There’s a perfectly good road to the top of Mont Ventoux, but I didn’t want to waste my precious holiday looking at views of Mont Blanc, when I could be retracing the steps of the epic walk I did with my father in 1994.
After four hours of walking, the clouds swept in on the back of The Mistral and obliterated all signs of life around me. Luckily, after scrambling up through a boulder strewn valley I hit the summit road and was surprised to find that I wasn’t alone.
Despite the road still blocked with snow from the previous week, armies of walkers had chanced the weather, but were now streaming down to avoid the impending blizzard. Despite irritated that I hadn’t been able to reach the summit once again, I descended with them until I rejoined the path that led back down to the car at Les Baux.
The small cottage I’d rented outside the village of Mazan was only twenty kilometres from where I’d worked over eighteen years ago. The lanes, farms, and villages were exactly as I’d remembered them from my time here. Moreover, and what was perhaps more startling, was that I felt exactly the same as I did then. Yes, I was physically older, maybe a few pounds heavier, but the hopes and dreams streaming through my thirty-eight year old mind were no different to the ones that had once flowed through the nineteen year old one.
This realisation pleased me immensely. Proof that the last two decades hadn’t stripped me of my spirit. That I hadn’t become the person I thought I might become. I had scored a tiny victory.
The day after the Mont Ventoux failure, I headed out to find the Hermitage at St. Gens. And like the search for the summit of Mont Ventoux the day before, I never found it.
Relaxing in the cottage the previous evening I’d found a description of a walk in a holiday brochure that began: ‘Take a stroll through the strange valley of St. Gens and discover mysterious tales of hermits and pilgrims.’
The whole thing was a disaster. My once legendary internal compass sadly let me down and I neither saw hermits, or pilgrims, nor the fine bistrot that the literature had promised at the end of the walk. Instead I hiked eight miles into the wilderness before running into some crazy looking men hunting for wild boar. They actually looked slightly startled when they saw me picking juniper berries off a bush. But their expressions soon turned to ones of killing when they realised I was English and unarmed.
‘We never forget,’ I was expecting them to say raising their rifles.
Whether I’d interrupted an illegal hunt or some weird clan rally, I didn’t hang around to find out. Quickly scurrying back down the path to St. Gens as fast as my puny English legs would take me. I didn’t fancy ending up in a pot along with some godforsaken boar. Or worse, if I remember that scene from Deliverance correctly.
But despite getting lost and shot at by psychotic French hunters, my spirits were still high. Not only had I picked wild juniper berries to add to my dinner, but also the emblem of Vaucluse: a sprig of wild thyme. And in any case, I didn’t have much use for hermits or pilgrims. They could rest in peace.

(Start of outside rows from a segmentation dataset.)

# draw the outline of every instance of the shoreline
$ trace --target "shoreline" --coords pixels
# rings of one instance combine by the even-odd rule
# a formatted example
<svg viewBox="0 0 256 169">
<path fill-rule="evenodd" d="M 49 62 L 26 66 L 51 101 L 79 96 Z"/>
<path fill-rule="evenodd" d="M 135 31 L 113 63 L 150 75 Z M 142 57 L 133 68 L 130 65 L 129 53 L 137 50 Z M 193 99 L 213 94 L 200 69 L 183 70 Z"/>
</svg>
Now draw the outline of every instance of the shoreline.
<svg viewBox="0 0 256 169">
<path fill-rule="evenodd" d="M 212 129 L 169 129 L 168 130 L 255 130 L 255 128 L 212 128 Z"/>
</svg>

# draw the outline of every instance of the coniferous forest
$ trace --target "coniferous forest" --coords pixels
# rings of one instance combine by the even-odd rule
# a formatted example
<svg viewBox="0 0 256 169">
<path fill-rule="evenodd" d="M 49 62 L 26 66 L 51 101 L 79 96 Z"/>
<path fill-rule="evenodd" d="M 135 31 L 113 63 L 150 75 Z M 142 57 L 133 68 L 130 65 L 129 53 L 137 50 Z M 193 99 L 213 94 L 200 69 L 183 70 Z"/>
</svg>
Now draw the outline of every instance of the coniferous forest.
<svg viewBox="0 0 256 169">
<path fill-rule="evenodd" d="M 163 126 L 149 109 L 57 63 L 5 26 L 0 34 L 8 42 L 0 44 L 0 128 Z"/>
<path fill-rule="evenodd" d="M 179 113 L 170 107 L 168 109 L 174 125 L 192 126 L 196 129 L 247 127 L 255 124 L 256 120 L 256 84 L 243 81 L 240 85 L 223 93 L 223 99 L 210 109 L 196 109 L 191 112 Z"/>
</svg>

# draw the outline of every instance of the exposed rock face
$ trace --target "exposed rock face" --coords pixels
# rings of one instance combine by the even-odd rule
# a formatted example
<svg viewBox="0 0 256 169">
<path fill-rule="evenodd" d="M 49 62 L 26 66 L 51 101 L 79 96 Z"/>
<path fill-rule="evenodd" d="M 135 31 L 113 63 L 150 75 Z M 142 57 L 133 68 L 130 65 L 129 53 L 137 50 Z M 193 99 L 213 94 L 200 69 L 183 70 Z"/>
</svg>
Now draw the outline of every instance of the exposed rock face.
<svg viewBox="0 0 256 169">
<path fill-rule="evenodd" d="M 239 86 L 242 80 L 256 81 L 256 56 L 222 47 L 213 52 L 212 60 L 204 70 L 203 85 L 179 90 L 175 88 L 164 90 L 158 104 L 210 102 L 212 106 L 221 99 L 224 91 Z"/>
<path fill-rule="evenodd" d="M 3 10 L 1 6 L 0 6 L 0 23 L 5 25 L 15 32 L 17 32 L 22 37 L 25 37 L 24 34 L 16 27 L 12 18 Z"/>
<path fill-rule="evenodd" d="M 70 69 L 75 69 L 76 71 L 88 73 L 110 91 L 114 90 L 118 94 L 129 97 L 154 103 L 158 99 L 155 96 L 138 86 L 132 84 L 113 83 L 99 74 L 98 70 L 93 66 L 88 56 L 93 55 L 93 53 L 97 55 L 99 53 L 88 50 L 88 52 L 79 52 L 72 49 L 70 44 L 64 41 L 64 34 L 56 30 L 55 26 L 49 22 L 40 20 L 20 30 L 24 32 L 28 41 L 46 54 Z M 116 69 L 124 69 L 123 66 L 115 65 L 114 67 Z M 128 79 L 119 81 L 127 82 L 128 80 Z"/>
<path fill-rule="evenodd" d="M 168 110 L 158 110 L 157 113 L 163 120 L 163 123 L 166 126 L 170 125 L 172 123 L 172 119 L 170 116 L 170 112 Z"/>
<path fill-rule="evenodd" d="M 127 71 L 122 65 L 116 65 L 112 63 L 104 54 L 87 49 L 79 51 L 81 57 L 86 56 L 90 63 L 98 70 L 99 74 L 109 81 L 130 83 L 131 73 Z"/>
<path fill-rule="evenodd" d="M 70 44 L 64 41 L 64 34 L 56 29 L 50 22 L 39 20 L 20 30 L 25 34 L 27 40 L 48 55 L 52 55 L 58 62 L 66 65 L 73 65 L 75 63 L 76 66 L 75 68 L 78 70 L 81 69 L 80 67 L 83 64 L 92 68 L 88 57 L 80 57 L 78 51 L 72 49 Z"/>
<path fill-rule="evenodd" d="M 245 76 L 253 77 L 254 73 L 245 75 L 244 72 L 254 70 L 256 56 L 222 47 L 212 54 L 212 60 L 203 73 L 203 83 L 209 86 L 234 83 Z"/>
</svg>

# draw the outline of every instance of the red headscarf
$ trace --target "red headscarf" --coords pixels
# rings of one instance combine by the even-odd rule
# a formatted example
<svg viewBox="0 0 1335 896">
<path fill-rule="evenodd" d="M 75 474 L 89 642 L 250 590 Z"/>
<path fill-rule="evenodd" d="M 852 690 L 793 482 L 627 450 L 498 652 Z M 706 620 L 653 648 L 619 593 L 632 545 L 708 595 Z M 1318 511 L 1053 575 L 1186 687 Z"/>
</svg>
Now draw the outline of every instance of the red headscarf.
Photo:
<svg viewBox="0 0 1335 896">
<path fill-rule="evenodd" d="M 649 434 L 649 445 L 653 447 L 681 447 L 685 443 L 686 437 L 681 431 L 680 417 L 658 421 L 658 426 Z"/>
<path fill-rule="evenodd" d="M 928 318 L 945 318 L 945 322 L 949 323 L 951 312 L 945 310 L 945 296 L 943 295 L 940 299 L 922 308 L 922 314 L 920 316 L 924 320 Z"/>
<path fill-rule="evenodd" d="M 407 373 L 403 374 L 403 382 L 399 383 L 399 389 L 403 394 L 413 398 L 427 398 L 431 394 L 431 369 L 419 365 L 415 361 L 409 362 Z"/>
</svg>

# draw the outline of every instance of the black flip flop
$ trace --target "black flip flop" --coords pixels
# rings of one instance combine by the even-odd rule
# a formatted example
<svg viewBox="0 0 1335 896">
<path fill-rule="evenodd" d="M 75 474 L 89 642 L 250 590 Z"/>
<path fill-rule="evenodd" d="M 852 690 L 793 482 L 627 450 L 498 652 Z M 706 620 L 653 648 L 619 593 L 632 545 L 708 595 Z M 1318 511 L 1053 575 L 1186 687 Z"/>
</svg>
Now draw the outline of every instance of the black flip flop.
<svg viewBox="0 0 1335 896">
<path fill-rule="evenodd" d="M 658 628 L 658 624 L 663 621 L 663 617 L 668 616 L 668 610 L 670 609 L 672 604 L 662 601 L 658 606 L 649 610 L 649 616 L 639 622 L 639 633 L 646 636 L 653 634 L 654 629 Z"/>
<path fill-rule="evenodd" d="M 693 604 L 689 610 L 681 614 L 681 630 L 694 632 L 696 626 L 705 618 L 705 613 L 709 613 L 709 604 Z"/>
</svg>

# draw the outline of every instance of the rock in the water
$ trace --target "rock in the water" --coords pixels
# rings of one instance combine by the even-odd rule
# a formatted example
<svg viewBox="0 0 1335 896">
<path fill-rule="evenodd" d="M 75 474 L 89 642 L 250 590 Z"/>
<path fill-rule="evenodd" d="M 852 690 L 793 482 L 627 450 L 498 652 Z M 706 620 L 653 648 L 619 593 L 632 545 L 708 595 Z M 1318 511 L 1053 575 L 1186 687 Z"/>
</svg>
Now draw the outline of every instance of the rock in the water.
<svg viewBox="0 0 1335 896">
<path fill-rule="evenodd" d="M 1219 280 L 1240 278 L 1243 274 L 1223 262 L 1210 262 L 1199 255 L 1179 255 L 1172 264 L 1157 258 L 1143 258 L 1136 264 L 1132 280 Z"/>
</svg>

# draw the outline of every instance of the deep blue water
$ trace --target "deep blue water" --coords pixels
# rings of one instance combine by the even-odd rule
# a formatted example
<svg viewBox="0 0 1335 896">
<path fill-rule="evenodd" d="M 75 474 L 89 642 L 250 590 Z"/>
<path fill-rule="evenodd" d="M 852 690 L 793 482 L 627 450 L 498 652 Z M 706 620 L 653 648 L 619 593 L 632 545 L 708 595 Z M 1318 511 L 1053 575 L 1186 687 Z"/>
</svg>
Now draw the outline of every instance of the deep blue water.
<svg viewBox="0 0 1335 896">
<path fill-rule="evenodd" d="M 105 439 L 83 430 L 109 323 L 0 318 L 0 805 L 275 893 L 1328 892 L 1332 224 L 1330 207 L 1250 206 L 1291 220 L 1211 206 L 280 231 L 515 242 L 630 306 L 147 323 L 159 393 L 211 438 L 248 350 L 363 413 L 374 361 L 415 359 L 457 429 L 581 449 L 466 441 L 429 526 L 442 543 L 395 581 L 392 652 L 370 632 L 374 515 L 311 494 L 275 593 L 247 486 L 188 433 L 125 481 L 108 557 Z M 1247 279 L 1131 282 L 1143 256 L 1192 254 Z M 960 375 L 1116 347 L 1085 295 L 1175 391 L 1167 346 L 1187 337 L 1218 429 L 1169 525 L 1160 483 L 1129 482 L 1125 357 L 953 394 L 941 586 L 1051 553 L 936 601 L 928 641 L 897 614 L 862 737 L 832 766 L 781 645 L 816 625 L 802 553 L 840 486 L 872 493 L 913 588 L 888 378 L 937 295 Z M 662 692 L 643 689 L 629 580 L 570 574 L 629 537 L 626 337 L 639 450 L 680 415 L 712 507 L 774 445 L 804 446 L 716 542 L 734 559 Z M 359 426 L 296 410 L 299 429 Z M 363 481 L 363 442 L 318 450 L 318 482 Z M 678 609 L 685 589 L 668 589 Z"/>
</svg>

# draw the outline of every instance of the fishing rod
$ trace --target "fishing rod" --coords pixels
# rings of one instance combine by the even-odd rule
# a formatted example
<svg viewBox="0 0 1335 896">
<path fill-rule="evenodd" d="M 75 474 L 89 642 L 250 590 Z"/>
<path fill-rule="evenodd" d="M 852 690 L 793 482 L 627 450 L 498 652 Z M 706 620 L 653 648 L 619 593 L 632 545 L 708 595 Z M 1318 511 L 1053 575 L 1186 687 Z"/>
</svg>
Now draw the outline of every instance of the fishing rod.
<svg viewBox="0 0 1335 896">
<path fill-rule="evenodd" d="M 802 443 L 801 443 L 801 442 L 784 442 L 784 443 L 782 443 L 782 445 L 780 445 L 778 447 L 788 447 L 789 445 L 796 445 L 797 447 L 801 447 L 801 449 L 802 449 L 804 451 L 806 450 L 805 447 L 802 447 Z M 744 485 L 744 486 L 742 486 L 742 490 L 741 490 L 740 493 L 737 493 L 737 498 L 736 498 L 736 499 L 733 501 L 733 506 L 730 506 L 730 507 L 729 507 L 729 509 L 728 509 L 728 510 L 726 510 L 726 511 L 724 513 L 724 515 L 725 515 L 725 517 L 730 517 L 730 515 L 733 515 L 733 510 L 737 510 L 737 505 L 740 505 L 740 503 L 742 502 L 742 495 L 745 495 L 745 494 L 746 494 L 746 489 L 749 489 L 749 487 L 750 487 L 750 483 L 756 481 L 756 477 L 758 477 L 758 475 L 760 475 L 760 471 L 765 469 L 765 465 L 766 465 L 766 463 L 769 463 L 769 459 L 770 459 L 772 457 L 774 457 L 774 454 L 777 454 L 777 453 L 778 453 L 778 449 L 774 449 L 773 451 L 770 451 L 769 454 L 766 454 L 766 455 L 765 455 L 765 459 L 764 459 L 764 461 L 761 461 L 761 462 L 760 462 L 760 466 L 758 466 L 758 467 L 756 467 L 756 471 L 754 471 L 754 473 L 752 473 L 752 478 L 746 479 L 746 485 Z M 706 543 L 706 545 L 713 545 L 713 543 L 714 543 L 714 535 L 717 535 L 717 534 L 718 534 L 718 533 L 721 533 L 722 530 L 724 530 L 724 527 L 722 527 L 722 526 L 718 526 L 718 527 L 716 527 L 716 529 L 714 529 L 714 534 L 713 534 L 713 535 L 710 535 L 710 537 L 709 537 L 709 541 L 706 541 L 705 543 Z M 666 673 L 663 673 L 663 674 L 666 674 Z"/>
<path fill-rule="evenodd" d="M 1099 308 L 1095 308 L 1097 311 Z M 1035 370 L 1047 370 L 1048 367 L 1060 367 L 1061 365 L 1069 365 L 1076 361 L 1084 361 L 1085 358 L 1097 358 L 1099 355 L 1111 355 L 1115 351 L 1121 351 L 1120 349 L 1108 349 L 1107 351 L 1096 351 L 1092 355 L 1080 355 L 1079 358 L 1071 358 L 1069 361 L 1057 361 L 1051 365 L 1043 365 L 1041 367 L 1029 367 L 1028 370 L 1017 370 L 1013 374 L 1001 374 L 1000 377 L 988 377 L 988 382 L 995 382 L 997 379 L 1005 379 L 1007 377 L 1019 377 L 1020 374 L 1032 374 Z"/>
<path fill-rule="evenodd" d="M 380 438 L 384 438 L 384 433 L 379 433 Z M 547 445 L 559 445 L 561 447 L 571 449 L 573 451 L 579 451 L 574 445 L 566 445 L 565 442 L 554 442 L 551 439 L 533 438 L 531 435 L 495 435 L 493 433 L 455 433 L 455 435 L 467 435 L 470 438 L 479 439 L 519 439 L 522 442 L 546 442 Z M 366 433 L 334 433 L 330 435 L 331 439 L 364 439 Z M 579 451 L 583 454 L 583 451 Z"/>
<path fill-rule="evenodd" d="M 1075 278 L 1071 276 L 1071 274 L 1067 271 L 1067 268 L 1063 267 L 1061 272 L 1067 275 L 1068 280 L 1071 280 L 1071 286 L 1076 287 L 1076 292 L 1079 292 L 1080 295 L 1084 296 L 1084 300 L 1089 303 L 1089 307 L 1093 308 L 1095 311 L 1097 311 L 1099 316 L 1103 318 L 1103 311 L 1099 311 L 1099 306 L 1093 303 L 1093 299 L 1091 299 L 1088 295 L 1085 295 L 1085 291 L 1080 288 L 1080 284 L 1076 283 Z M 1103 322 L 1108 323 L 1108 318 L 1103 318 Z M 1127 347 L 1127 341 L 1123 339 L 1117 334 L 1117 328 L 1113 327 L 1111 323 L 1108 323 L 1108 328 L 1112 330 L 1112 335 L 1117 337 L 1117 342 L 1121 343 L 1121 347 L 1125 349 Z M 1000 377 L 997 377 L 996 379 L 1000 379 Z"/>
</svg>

It turned out that my blunder had not been caused by my map reading skills but by my inability to read words correctly. For the pamphlet read: ‘Starting in Le Beaucet…’
I tossed it into the fire and started cutting up my wild thyme and juniper for my goulash, cursing. I’d been walking in the wrong valley all along.
The following morning I packed up the car and drove back to the fog and rain of Lyon. And in no time, I was back in my flat in the heart of the city. A little sad on the outside, but joyous that I’d at least come through the first twenty years of adulthood with my ideals intact.